- Date: 5 April – 21 September 1997
- Teams: 11
- Premiers: Sandringham 6th premiership
- Runners-up: Frankston 3rd runners-up result
- Minor premiers: Frankston 2nd minor premiership
- J. J. Liston Trophy: Justin Crough (Sandringham)
- Leading goalkicker: Shayne Smith (Springvale – 107 goals)

= 1997 VFL season =

The 1997 Victorian Football League season was the 116th season of the Australian rules football competition.
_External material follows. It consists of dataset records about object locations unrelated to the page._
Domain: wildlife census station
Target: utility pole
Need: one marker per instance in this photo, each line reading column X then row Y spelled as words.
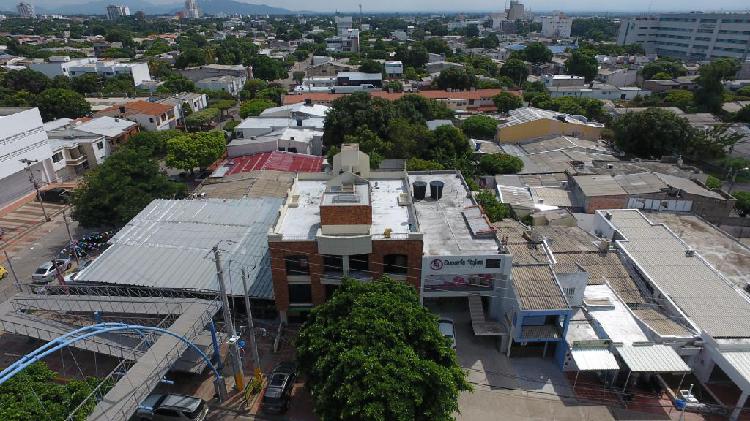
column 70, row 237
column 250, row 323
column 33, row 182
column 10, row 266
column 234, row 348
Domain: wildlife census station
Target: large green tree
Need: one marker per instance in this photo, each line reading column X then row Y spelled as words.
column 373, row 352
column 652, row 133
column 115, row 191
column 710, row 93
column 582, row 64
column 480, row 127
column 56, row 103
column 506, row 101
column 195, row 150
column 36, row 394
column 516, row 70
column 254, row 107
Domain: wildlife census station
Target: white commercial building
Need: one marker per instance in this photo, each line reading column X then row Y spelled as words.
column 294, row 128
column 690, row 36
column 191, row 9
column 26, row 10
column 65, row 66
column 556, row 26
column 22, row 137
column 394, row 68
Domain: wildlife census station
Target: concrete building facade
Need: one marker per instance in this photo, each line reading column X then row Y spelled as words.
column 689, row 36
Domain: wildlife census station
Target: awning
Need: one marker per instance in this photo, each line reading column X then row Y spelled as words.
column 652, row 359
column 590, row 359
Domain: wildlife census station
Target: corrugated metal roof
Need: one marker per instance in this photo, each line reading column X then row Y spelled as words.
column 168, row 245
column 740, row 361
column 537, row 288
column 652, row 359
column 588, row 359
column 702, row 293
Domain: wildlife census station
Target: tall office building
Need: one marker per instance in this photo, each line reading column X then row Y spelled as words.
column 26, row 10
column 556, row 26
column 690, row 36
column 515, row 11
column 191, row 9
column 115, row 11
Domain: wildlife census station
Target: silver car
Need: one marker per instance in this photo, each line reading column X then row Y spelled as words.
column 448, row 330
column 160, row 407
column 47, row 271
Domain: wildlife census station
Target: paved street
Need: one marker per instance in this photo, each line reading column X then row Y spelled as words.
column 36, row 246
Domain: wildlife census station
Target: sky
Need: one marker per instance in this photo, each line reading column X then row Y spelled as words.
column 631, row 6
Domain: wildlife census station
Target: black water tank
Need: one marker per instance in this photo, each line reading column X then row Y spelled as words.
column 420, row 190
column 436, row 189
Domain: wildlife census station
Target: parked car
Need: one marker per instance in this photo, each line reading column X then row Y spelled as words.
column 279, row 390
column 171, row 407
column 72, row 276
column 55, row 195
column 47, row 270
column 448, row 330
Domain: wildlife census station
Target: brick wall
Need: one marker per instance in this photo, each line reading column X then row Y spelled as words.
column 279, row 250
column 411, row 248
column 346, row 215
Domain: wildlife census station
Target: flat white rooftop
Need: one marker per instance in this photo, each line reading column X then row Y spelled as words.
column 612, row 315
column 445, row 230
column 303, row 221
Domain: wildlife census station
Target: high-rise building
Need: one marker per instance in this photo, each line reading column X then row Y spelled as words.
column 515, row 11
column 115, row 11
column 26, row 10
column 343, row 24
column 191, row 9
column 556, row 26
column 690, row 36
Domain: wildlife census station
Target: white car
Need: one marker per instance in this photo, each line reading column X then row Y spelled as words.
column 47, row 271
column 448, row 330
column 158, row 407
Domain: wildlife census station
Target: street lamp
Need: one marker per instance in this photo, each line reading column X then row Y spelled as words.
column 33, row 182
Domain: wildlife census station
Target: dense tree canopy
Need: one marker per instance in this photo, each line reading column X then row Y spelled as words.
column 195, row 150
column 56, row 103
column 373, row 352
column 115, row 191
column 516, row 70
column 582, row 64
column 480, row 127
column 506, row 101
column 254, row 107
column 500, row 163
column 652, row 133
column 36, row 394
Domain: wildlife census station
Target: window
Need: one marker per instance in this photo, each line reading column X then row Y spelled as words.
column 297, row 266
column 333, row 264
column 395, row 263
column 492, row 263
column 300, row 293
column 359, row 262
column 330, row 289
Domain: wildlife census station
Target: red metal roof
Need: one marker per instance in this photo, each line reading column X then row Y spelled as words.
column 277, row 161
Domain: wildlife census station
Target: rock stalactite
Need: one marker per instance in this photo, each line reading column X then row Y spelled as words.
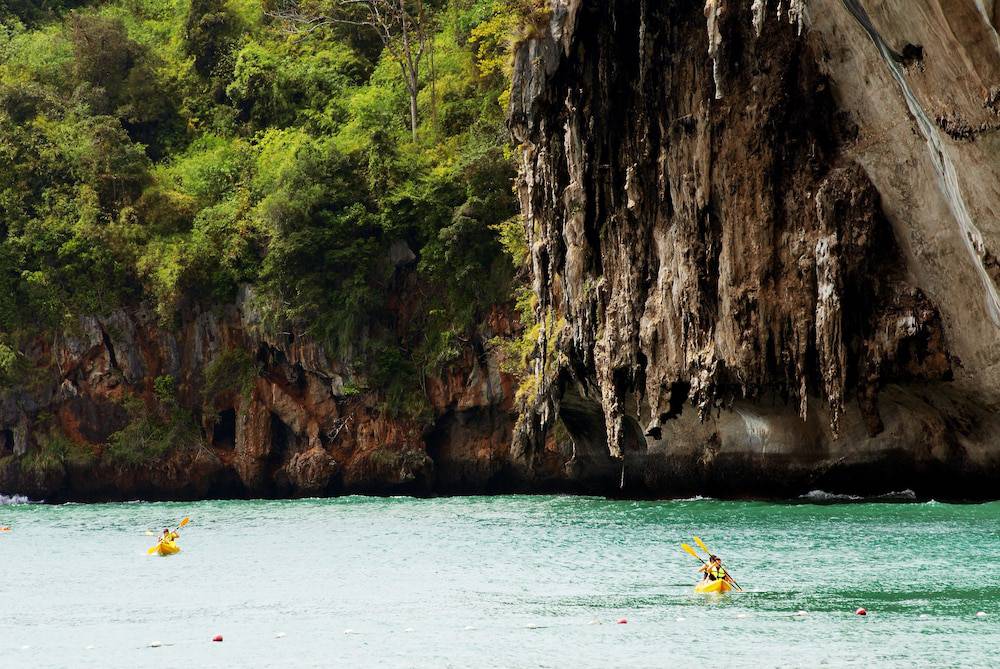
column 737, row 304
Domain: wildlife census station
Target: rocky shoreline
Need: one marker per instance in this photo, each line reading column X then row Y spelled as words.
column 760, row 270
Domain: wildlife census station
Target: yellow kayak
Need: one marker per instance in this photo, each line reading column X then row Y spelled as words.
column 713, row 586
column 167, row 548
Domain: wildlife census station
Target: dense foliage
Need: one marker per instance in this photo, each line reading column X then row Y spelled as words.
column 170, row 150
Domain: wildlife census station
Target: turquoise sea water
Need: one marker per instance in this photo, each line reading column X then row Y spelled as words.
column 499, row 582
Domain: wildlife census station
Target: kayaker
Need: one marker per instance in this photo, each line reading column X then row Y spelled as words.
column 714, row 571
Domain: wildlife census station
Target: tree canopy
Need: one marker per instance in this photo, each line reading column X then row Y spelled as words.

The premiership was won by the Sandringham Football Club, after it defeated Frankston by 29 points in the Grand Final on 21 September.

==Ladder==

| Pos | Team | Pld | W | L | D | PF | PA | PP | Pts |  |
| 1 | Frankston | 18 | 17 | 1 | 0 | 1966 | 1174 | 167.5 | 68 | Finals |
| 2 | Springvale | 18 | 14 | 4 | 0 | 2006 | 1256 | 159.7 | 56 |
| 3 | Sandringham (P) | 18 | 14 | 4 | 0 | 1677 | 1075 | 156.0 | 56 |
| 4 | Werribee | 18 | 12 | 6 | 0 | 1883 | 1366 | 137.8 | 48 |
| 5 | Port Melbourne | 18 | 10 | 8 | 0 | 1660 | 1430 | 116.1 | 40 |
| 6 | Williamstown | 18 | 8 | 8 | 2 | 1544 | 1662 | 92.9 | 36 |  |
| 7 | Preston | 18 | 7 | 11 | 0 | 1360 | 1618 | 84.1 | 28 |
| 8 | North Ballarat | 18 | 6 | 12 | 0 | 1358 | 1539 | 88.2 | 24 |
| 9 | Box Hill | 18 | 5 | 12 | 1 | 1324 | 1521 | 87.0 | 22 |
| 10 | Traralgon | 18 | 3 | 14 | 1 | 1199 | 2071 | 57.9 | 14 |
| 11 | Coburg | 18 | 1 | 17 | 0 | 1084 | 2349 | 46.1 | 4 |

==Awards==
- The leading goalkicker for the season was Shayne Smith (Springvale), who kicked 107 goals.
- The J. J. Liston Trophy was won by Justin Crough (Sandringham).
- The Fothergill–Round Medal was won by James Puli (Werribee).
- Frankston won the reserves premiership. Frankston 13.15 (93) defeated Port Melbourne 11.7 (73) in the Grand Final, held as a curtain-raiser to the Seniors Grand Final on 21 September.

==Notable events==
- The VFL adopted two rule changes which had been incorporated into the Australian Football League in 1994: the size of the interchange bench was increased from two to three, and the length of a quarter was reduced from 25 minutes to 20 minutes with extra provisions for time on.